A lack of boundaries can lead to an unhealthy relationship because one partner may feel that he or she has no privacy anymore. However, too many boundaries can also be an issue, as in the case of people who refuse to spend time with the friends and families of their partners.

In the case of people in relationships who also have children, boundaries can be particularly important. The fact that boundaries are important in relationships underscores the importance of setting and respecting boundaries.

The process of setting boundaries

Make a list of boundaries you would like to strengthen. Write them down. Visualize yourself setting them and finally, assertively communicate with others what your boundaries are and when they’ve crossed them. Remember, this is a process. Start with a small, non-threatening boundary and experience success before taking on more challenging boundaries.

Boundaries to start with:

·        Say no – to tasks you don’t want to do or don’t have time to do.

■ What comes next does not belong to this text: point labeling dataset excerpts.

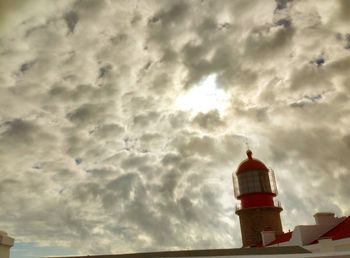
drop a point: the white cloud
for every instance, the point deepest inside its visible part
(94, 149)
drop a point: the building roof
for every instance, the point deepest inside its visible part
(251, 164)
(211, 252)
(340, 231)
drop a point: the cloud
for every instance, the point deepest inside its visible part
(94, 150)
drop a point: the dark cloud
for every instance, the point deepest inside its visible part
(96, 152)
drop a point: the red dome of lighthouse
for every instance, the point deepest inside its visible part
(251, 164)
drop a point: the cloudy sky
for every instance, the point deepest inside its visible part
(121, 122)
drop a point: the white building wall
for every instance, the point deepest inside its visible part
(6, 243)
(329, 245)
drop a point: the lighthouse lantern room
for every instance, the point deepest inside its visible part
(255, 187)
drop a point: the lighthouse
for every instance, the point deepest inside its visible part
(255, 188)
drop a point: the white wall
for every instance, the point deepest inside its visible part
(6, 243)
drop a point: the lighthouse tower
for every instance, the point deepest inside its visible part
(255, 187)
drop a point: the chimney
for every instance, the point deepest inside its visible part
(268, 236)
(325, 218)
(6, 243)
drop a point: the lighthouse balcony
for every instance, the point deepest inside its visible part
(276, 203)
(253, 182)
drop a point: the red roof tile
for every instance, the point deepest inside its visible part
(342, 230)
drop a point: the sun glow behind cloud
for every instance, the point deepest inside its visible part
(203, 97)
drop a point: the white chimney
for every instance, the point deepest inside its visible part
(6, 243)
(327, 218)
(268, 236)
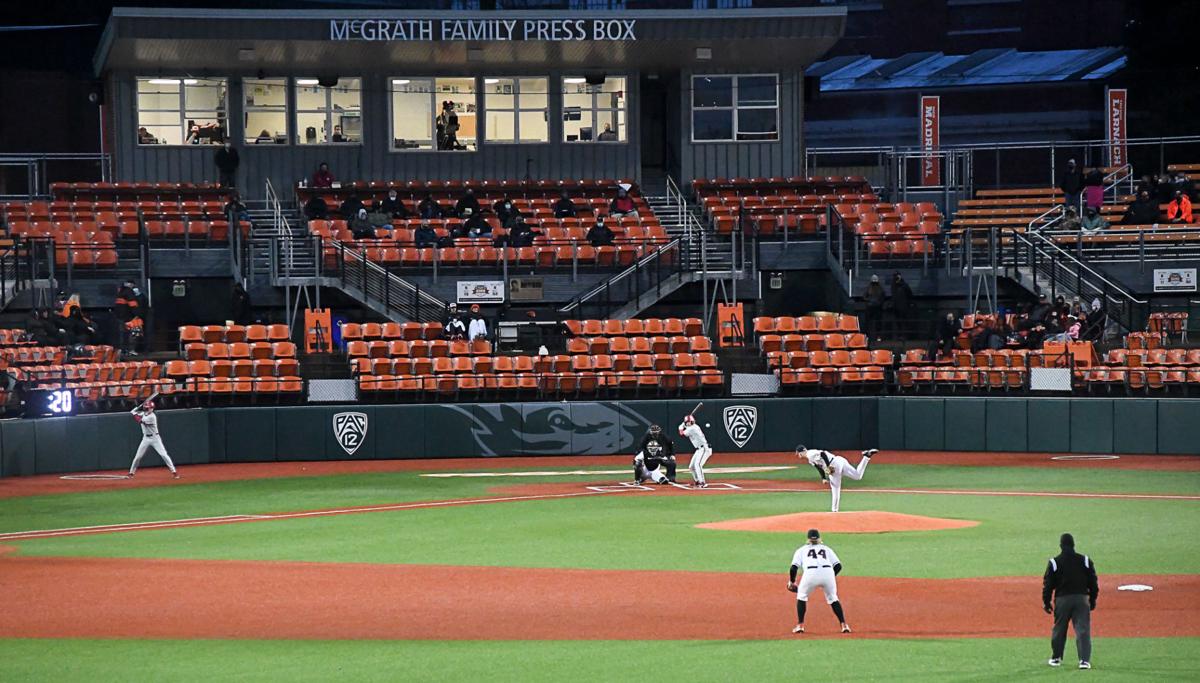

·        Say yes – to help.

·        Say thank you with no apology, regret or shame.

·        Ask for help.

·        Delegate tasks.

·        Protect your time – don’t overcommit.

·        Ask for space – we all need our own time.

·        Speak up if you feel uncomfortable with how someone is treating you or your needs are being infringed upon.

·        Honour what is important to you by choosing to put yourself first.

·        Drop the guilt and responsibility for others.

·        Share personal information gradually and in a mutual way (give and take).

Good boundaries are a sign of emotional health, self-respect and strength. We teach people how to treat us. Set high standards for those you surround yourself with. Expect to be treated in the same loving way you treat them. You will soon find yourself surrounded by those who respect you, care about your needs and your feelings and treat you with kindness.